Homélie du dimanche 10 janvier 2016        Baptême du Seigneur - Année C        Luc 3,15-16.21-22

 

La fête du baptême du Jésus est éclairée, cette année, par le récit de Luc.

Le baptême de Jésus s’insère dans l’attente du peuple de Dieu. Une attente suffisamment forte pour que le peuple se demande si Jean n’était

pas le Messie !

Sur cette attente je voudrais souligner que la foi du peuple de Dieu ne s’exprime pas seulement par des convictions ou une louange mais aussi

par l’expression d’une attente qui suppose l’expérience du manque. L’expérience du manque – qui creuse notre attente-  est utile à la vérité de

la foi. Il nous manque, en effet, Celui en qui nous avons mis notre foi.

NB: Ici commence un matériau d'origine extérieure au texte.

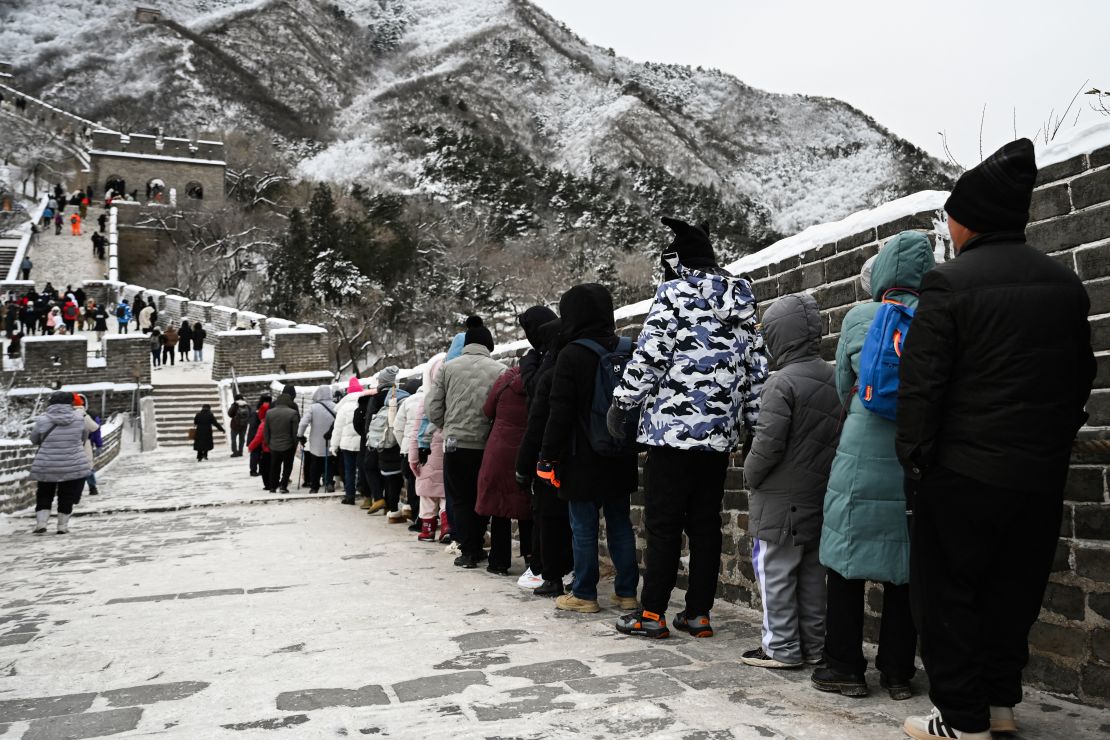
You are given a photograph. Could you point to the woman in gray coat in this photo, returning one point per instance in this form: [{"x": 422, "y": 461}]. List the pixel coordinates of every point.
[{"x": 60, "y": 464}]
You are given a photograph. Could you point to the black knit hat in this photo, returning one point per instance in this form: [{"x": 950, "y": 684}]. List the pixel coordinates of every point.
[
  {"x": 995, "y": 194},
  {"x": 690, "y": 243},
  {"x": 476, "y": 333}
]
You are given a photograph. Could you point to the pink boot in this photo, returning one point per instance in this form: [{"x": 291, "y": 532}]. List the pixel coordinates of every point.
[{"x": 426, "y": 530}]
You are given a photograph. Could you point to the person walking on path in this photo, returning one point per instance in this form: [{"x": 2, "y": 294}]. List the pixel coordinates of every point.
[
  {"x": 425, "y": 458},
  {"x": 995, "y": 374},
  {"x": 314, "y": 432},
  {"x": 198, "y": 340},
  {"x": 787, "y": 472},
  {"x": 155, "y": 347},
  {"x": 694, "y": 378},
  {"x": 203, "y": 424},
  {"x": 280, "y": 435},
  {"x": 454, "y": 404},
  {"x": 169, "y": 344},
  {"x": 345, "y": 439},
  {"x": 592, "y": 484},
  {"x": 239, "y": 415},
  {"x": 185, "y": 342},
  {"x": 60, "y": 465},
  {"x": 122, "y": 316},
  {"x": 500, "y": 498},
  {"x": 147, "y": 318},
  {"x": 865, "y": 535}
]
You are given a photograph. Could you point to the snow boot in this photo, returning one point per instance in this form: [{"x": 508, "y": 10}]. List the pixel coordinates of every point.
[
  {"x": 426, "y": 530},
  {"x": 934, "y": 726}
]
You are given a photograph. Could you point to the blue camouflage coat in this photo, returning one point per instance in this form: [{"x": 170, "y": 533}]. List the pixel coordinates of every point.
[{"x": 699, "y": 364}]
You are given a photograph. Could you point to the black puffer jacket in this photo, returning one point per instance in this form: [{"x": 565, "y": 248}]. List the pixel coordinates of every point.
[
  {"x": 798, "y": 427},
  {"x": 997, "y": 367},
  {"x": 587, "y": 314}
]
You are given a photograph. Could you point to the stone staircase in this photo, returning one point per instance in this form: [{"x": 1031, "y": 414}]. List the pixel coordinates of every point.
[{"x": 177, "y": 405}]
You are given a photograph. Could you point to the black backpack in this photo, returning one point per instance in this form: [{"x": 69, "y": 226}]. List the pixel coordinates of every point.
[{"x": 611, "y": 367}]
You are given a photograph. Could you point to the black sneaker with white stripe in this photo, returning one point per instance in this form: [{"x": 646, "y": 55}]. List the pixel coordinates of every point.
[{"x": 934, "y": 726}]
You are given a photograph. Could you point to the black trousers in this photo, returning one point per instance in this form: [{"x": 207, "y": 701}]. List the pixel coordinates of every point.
[
  {"x": 461, "y": 473},
  {"x": 281, "y": 467},
  {"x": 557, "y": 557},
  {"x": 68, "y": 492},
  {"x": 501, "y": 540},
  {"x": 844, "y": 629},
  {"x": 683, "y": 490},
  {"x": 979, "y": 561}
]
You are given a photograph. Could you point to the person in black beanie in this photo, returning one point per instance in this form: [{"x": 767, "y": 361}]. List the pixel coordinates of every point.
[{"x": 994, "y": 377}]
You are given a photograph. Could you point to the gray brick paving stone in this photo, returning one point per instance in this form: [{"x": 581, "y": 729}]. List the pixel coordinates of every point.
[
  {"x": 218, "y": 591},
  {"x": 645, "y": 659},
  {"x": 13, "y": 710},
  {"x": 550, "y": 671},
  {"x": 494, "y": 638},
  {"x": 309, "y": 699},
  {"x": 636, "y": 686},
  {"x": 92, "y": 725},
  {"x": 433, "y": 687},
  {"x": 518, "y": 702},
  {"x": 152, "y": 692},
  {"x": 272, "y": 723}
]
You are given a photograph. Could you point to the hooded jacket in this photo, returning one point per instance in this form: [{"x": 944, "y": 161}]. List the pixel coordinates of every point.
[
  {"x": 797, "y": 431},
  {"x": 60, "y": 434},
  {"x": 280, "y": 429},
  {"x": 429, "y": 475},
  {"x": 454, "y": 403},
  {"x": 319, "y": 421},
  {"x": 506, "y": 407},
  {"x": 865, "y": 534},
  {"x": 586, "y": 314},
  {"x": 698, "y": 366}
]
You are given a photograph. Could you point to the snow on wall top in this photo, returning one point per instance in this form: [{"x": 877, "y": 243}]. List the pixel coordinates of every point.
[{"x": 1081, "y": 141}]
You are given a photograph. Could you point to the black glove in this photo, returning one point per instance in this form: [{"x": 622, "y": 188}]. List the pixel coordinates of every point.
[{"x": 615, "y": 422}]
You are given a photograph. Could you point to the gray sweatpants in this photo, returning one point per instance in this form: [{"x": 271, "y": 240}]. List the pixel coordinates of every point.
[{"x": 791, "y": 580}]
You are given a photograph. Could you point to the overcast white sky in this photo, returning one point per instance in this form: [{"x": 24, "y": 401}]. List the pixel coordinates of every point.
[{"x": 917, "y": 67}]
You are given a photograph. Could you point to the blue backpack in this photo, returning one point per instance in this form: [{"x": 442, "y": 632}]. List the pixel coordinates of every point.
[
  {"x": 611, "y": 366},
  {"x": 881, "y": 355}
]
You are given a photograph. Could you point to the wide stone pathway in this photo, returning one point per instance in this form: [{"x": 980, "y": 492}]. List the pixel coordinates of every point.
[{"x": 310, "y": 619}]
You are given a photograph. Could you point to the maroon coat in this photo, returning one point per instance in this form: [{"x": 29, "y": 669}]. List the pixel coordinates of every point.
[{"x": 506, "y": 406}]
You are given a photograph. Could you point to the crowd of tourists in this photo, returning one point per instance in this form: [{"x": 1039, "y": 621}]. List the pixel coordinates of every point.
[{"x": 931, "y": 458}]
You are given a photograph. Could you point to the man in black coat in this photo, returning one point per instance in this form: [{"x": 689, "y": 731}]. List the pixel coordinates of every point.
[
  {"x": 995, "y": 373},
  {"x": 591, "y": 483}
]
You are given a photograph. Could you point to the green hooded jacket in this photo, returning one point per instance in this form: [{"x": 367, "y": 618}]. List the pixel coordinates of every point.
[{"x": 865, "y": 535}]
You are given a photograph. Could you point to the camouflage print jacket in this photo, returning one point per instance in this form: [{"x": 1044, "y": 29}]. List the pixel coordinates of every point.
[{"x": 698, "y": 365}]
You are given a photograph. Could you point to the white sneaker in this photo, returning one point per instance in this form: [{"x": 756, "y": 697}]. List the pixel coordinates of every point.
[
  {"x": 934, "y": 726},
  {"x": 530, "y": 580},
  {"x": 1001, "y": 720}
]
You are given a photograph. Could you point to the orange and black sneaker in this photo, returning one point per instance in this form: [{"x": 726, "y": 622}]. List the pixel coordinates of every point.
[
  {"x": 696, "y": 626},
  {"x": 644, "y": 624}
]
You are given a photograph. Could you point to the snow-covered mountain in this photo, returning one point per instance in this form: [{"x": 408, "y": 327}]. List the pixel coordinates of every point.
[{"x": 488, "y": 101}]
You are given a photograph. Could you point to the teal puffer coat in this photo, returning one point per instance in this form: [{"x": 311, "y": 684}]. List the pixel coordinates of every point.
[{"x": 865, "y": 535}]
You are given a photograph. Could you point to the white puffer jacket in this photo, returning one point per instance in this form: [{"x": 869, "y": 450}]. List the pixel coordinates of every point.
[{"x": 343, "y": 434}]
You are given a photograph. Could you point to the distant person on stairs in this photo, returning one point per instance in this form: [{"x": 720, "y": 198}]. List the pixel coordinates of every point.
[
  {"x": 203, "y": 423},
  {"x": 280, "y": 434},
  {"x": 60, "y": 465},
  {"x": 185, "y": 342}
]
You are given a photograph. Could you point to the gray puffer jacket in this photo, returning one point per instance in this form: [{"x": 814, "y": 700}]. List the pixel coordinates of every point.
[
  {"x": 454, "y": 403},
  {"x": 60, "y": 433},
  {"x": 798, "y": 427}
]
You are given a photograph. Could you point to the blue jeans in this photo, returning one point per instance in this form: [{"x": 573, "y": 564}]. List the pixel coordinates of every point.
[
  {"x": 350, "y": 473},
  {"x": 585, "y": 518}
]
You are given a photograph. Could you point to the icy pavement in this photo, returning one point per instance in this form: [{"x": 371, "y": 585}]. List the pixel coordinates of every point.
[{"x": 310, "y": 619}]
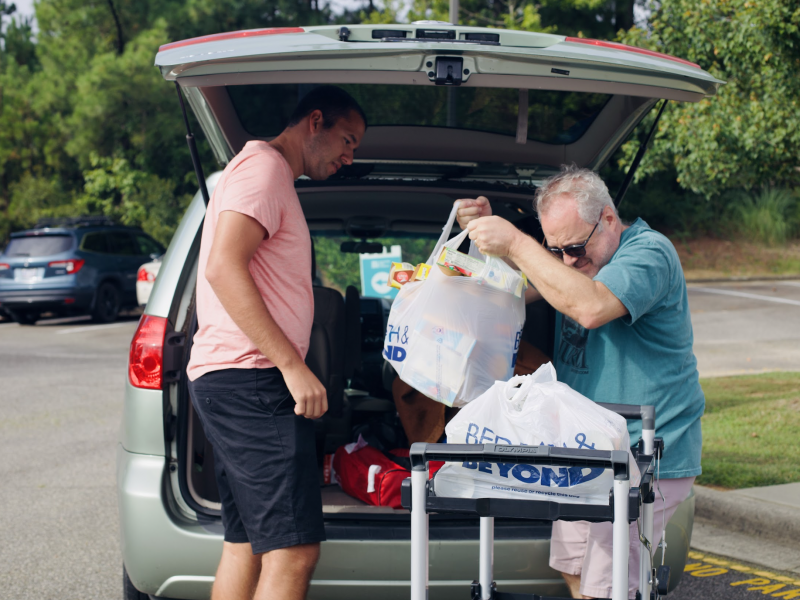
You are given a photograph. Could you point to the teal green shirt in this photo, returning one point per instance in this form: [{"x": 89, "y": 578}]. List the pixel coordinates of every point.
[{"x": 646, "y": 356}]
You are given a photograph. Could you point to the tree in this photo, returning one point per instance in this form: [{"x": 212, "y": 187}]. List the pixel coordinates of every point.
[{"x": 748, "y": 136}]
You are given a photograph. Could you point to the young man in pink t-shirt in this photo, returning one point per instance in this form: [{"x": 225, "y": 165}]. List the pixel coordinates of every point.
[{"x": 247, "y": 377}]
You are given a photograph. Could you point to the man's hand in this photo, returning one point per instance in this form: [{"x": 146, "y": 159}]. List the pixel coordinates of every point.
[
  {"x": 470, "y": 209},
  {"x": 494, "y": 236},
  {"x": 311, "y": 399}
]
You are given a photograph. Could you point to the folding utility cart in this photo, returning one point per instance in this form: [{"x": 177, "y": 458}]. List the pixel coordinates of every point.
[{"x": 625, "y": 505}]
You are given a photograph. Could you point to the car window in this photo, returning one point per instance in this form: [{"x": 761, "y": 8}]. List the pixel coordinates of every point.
[
  {"x": 553, "y": 117},
  {"x": 95, "y": 242},
  {"x": 122, "y": 243},
  {"x": 148, "y": 245},
  {"x": 38, "y": 245}
]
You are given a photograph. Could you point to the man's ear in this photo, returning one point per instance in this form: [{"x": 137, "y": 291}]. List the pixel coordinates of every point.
[
  {"x": 315, "y": 121},
  {"x": 608, "y": 216}
]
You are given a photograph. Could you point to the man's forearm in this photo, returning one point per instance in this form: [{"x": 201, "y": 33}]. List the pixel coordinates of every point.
[
  {"x": 241, "y": 299},
  {"x": 567, "y": 290}
]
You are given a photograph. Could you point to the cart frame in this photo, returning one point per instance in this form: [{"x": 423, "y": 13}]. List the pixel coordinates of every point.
[{"x": 626, "y": 504}]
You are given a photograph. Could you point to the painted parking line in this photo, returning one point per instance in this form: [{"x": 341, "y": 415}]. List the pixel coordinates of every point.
[
  {"x": 91, "y": 328},
  {"x": 745, "y": 295},
  {"x": 755, "y": 579}
]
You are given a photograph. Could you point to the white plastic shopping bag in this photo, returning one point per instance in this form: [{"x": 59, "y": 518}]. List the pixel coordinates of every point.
[
  {"x": 534, "y": 410},
  {"x": 451, "y": 338}
]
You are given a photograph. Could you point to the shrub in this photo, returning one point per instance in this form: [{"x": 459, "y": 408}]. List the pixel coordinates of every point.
[{"x": 769, "y": 217}]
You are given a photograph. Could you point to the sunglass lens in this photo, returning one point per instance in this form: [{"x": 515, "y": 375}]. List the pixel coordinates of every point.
[{"x": 575, "y": 252}]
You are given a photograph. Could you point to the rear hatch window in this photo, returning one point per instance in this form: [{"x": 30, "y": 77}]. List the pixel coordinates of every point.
[
  {"x": 554, "y": 117},
  {"x": 38, "y": 245}
]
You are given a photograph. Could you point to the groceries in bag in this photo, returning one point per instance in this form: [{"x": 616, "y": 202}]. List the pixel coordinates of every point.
[
  {"x": 534, "y": 410},
  {"x": 454, "y": 263},
  {"x": 403, "y": 273},
  {"x": 371, "y": 475},
  {"x": 400, "y": 274},
  {"x": 451, "y": 338}
]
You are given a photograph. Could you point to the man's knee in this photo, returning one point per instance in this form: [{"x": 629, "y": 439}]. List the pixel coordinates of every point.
[{"x": 298, "y": 559}]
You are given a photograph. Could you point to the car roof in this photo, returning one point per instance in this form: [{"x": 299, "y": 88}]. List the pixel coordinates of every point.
[
  {"x": 73, "y": 229},
  {"x": 210, "y": 68}
]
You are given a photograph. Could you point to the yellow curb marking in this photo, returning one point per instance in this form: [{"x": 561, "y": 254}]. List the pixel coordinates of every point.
[{"x": 763, "y": 583}]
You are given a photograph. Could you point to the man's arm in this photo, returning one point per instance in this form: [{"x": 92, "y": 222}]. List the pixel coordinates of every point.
[
  {"x": 572, "y": 293},
  {"x": 236, "y": 240}
]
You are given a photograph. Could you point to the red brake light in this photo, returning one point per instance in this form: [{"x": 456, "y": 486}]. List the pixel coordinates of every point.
[
  {"x": 231, "y": 35},
  {"x": 627, "y": 48},
  {"x": 72, "y": 266},
  {"x": 146, "y": 362},
  {"x": 144, "y": 275}
]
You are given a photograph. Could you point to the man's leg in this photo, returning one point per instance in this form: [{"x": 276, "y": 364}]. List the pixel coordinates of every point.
[
  {"x": 237, "y": 574},
  {"x": 286, "y": 573},
  {"x": 567, "y": 550},
  {"x": 574, "y": 585},
  {"x": 597, "y": 567}
]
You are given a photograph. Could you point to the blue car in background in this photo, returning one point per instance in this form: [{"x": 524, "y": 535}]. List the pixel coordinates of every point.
[{"x": 72, "y": 267}]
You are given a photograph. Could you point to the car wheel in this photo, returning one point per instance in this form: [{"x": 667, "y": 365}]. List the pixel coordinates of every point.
[
  {"x": 128, "y": 591},
  {"x": 26, "y": 318},
  {"x": 106, "y": 303}
]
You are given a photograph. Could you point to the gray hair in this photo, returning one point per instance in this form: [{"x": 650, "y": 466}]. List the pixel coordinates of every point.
[{"x": 589, "y": 191}]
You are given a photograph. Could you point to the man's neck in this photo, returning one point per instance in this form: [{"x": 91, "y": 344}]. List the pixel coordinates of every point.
[{"x": 291, "y": 149}]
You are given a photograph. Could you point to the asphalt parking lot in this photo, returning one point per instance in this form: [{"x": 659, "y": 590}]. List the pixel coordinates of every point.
[
  {"x": 60, "y": 409},
  {"x": 747, "y": 327},
  {"x": 61, "y": 403}
]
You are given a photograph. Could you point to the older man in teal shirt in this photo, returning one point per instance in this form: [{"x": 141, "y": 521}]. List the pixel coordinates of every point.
[{"x": 623, "y": 335}]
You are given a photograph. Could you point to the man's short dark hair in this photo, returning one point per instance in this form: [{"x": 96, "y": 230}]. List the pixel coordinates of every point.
[{"x": 332, "y": 101}]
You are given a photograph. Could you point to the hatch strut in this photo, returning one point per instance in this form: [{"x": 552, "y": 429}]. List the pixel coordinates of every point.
[
  {"x": 198, "y": 168},
  {"x": 638, "y": 158}
]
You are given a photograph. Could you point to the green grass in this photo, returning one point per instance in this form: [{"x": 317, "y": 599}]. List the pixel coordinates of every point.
[{"x": 751, "y": 430}]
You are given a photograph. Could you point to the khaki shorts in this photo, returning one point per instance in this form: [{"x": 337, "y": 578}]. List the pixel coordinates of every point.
[{"x": 581, "y": 548}]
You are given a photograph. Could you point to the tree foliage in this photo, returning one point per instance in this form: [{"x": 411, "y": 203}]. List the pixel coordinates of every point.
[
  {"x": 87, "y": 124},
  {"x": 748, "y": 136}
]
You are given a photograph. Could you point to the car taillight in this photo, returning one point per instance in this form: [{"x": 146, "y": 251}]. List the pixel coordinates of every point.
[
  {"x": 144, "y": 275},
  {"x": 146, "y": 362},
  {"x": 72, "y": 266},
  {"x": 625, "y": 47}
]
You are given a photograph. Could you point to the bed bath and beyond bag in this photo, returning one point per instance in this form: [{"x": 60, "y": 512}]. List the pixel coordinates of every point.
[
  {"x": 534, "y": 410},
  {"x": 451, "y": 338}
]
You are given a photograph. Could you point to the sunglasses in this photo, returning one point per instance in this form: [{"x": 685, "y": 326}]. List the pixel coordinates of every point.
[{"x": 575, "y": 251}]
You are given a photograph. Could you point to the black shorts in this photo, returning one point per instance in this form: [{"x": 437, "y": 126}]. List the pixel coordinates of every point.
[{"x": 264, "y": 457}]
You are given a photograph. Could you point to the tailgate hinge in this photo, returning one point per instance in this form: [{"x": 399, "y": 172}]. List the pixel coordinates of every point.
[
  {"x": 174, "y": 344},
  {"x": 448, "y": 70}
]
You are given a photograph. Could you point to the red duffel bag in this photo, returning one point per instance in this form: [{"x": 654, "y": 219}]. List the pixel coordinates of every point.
[{"x": 374, "y": 476}]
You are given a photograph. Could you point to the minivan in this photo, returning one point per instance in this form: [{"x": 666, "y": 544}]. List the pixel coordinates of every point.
[{"x": 454, "y": 112}]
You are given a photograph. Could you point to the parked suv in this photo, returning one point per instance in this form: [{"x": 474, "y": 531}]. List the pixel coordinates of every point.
[
  {"x": 453, "y": 112},
  {"x": 73, "y": 266}
]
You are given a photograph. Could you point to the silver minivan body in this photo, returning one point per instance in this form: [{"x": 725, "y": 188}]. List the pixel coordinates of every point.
[{"x": 470, "y": 136}]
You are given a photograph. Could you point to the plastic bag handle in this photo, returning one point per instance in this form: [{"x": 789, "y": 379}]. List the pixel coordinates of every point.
[
  {"x": 448, "y": 227},
  {"x": 513, "y": 394}
]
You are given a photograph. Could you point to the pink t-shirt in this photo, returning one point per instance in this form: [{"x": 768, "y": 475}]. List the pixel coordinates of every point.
[{"x": 259, "y": 183}]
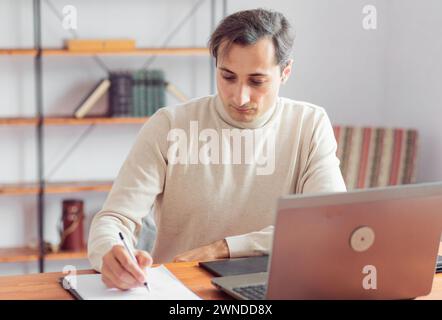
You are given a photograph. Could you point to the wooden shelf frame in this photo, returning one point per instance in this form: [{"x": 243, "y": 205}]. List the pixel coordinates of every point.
[
  {"x": 175, "y": 51},
  {"x": 69, "y": 121},
  {"x": 55, "y": 188},
  {"x": 26, "y": 254}
]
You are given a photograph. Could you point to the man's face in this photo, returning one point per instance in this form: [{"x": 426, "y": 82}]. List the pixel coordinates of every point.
[{"x": 248, "y": 79}]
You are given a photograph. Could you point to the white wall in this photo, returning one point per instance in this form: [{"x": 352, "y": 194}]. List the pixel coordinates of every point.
[
  {"x": 414, "y": 82},
  {"x": 387, "y": 77}
]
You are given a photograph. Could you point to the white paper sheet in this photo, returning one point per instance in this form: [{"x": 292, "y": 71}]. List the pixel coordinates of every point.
[{"x": 163, "y": 286}]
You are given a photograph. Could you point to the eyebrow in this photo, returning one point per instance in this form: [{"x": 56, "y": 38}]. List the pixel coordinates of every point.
[{"x": 256, "y": 74}]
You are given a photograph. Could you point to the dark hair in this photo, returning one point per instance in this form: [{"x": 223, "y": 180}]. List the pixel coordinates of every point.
[{"x": 248, "y": 26}]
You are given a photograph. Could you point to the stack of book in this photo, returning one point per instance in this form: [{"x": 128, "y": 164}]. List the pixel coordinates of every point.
[
  {"x": 136, "y": 94},
  {"x": 131, "y": 94}
]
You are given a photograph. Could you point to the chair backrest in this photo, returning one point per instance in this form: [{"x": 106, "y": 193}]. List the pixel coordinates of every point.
[{"x": 375, "y": 157}]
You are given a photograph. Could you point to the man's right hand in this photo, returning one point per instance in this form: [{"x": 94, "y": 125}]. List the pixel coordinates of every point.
[{"x": 120, "y": 271}]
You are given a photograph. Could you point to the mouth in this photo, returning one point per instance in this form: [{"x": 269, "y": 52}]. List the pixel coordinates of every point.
[{"x": 243, "y": 110}]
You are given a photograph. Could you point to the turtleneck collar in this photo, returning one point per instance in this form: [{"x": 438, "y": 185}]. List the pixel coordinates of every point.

Ainsi la foi est-elle, indirectement, l’expression de l’impossibilité de

posséder Dieu.  La foi ne met pas la main sur Dieu. Elle l’attend. Elle l’espère. Elle appelle et cherche les signes de sa manifestation.

C’est important de se dire cela à un moment où certains instrumentalisent Dieu, s’en servent comme d’une vérité absolue qu’ils possèdent

contre les autres et dont ils disposent à leur gré. Dieu alors n’est plus Dieu mais une idole construite de mains d’hommes.

Heureuse foi qui s’exprime dans l’attente de la manifestation du Dieu unique, sans pouvoir jamais mettre la main sur Lui. Oui Dieu est Grand,

tellement  Grand qu’il échappe définitivement à toute main mise.

La foi comme attente et comme conversion, voilà le creuset du baptême proposé par Jean et que Jésus reçoit.

Dans ce récit de Luc, le témoignage de Jean est assez  laconique, sans évidence qui s’impose.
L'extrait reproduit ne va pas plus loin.